Match and Rad repeatedly clashed

Barry Diller IACDrew Angerer/Getty ImagesBarry Diller, chairman of IAC, whose Match Group subsidiary repeatedly clashed with the management of Tinder.

Match and Rad and his team were at odds almost from the beginning and repeatedly clashed, according to the suit.

Here are some of the key moments and allegations, as laid out in the Tinder team’s legal complaint:

  • Although Rad initially developed Tinder in 2012 while working for Hatch Labs, an IAC-owned incubator, and his basic concept won a hackathon contest Hatch sponsored, IAC and Hatch initially declined to foster the development of the app or to allow Rad to seek outside funding for it.
  • Instead Hatch said Rad could develop it with a team he was already on that was working on a separate app – and only in their free time.
  • Because of that arrangement, Rad proposed that the Tinder founding team get a majority stake in the app, with Hatch being a minority investor. IAC and Hatch agreed to those terms.
  • But in 2013, after Rad and his team had launched the Tinder app and seen initial success with it, IAC reneged on those terms. When it incorporated Tinder, it didn’t assign any ownership to the founders, insisting that it owned all of the app and company. It only assigned the founding team “stock appreciation rights,” which the plaintiffs claim were worth far less than the value IAC had promised them.
  • In 2014, Rad and his team got Match to agree to grant them stock options in Tinder – but only after a bitter six-month negotiating battle.
  • In 2015, Rad proposed that Match allow Tinder option holders to sell their stakes to outside investors.

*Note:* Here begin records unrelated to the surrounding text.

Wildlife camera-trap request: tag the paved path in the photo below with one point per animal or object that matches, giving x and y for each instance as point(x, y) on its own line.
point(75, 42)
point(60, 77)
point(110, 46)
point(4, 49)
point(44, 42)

The options agreement allowed Tinder’s founders to do that, but Rad wanted to open it up to all Tinder employees. Match initially agreed. But then it changed the terms. It would either allow all employees including the Mateen and Rad to sell their vested options at a $US1.75 billion valuation for the entire company – or it would allow all employees except Rad and Mateen to sell their options at a $US3 billion valuation. Rad and Mateen chose the latter option, allowing employees to cash out.
  • In mid-2016, Rad proposed that Match again allow Tinder option holders to sell their vested options – this time back to Match. Match agreed, but didn’t follow the terms under the stock option agreement for valuing Tinder. Match came up with a $US1.6 billion valuation – little more than half the valuation it had recognised nearly a year before, despite Tinder’s growth over that time. Rad and other Tinder executives advised employees not to take advantage of the selling opportunity.
  • In December 2016, Match ousted Rad and several key executives at Tinder just months before the first scheduled option selling opportunity under the 2014 options agreement.
  • In early 2017, Match proposed to value Tinder at $US1.8 billion for the upcoming scheduled options sale. After Rad rejected that amount, Match then provided “false, misleading, and incomplete information” about Tinder’s finances to ensure a lowball valuation.
  • Match ended up valuing Tinder at $US3 billion for the option sale – the same valuation it had recognised two years earlier, despite the app’s growth in revenue and usage.
  • After finalising the $US3 billion figure, Match merged Tinder into itself, effectively cancelling the future planned options sales.

“Defendants, acting in bad faith, breached the implied covenant of good faith and fair dealing inherent in” the options agreement and related deals, the Tinder executives and employees said in the suit.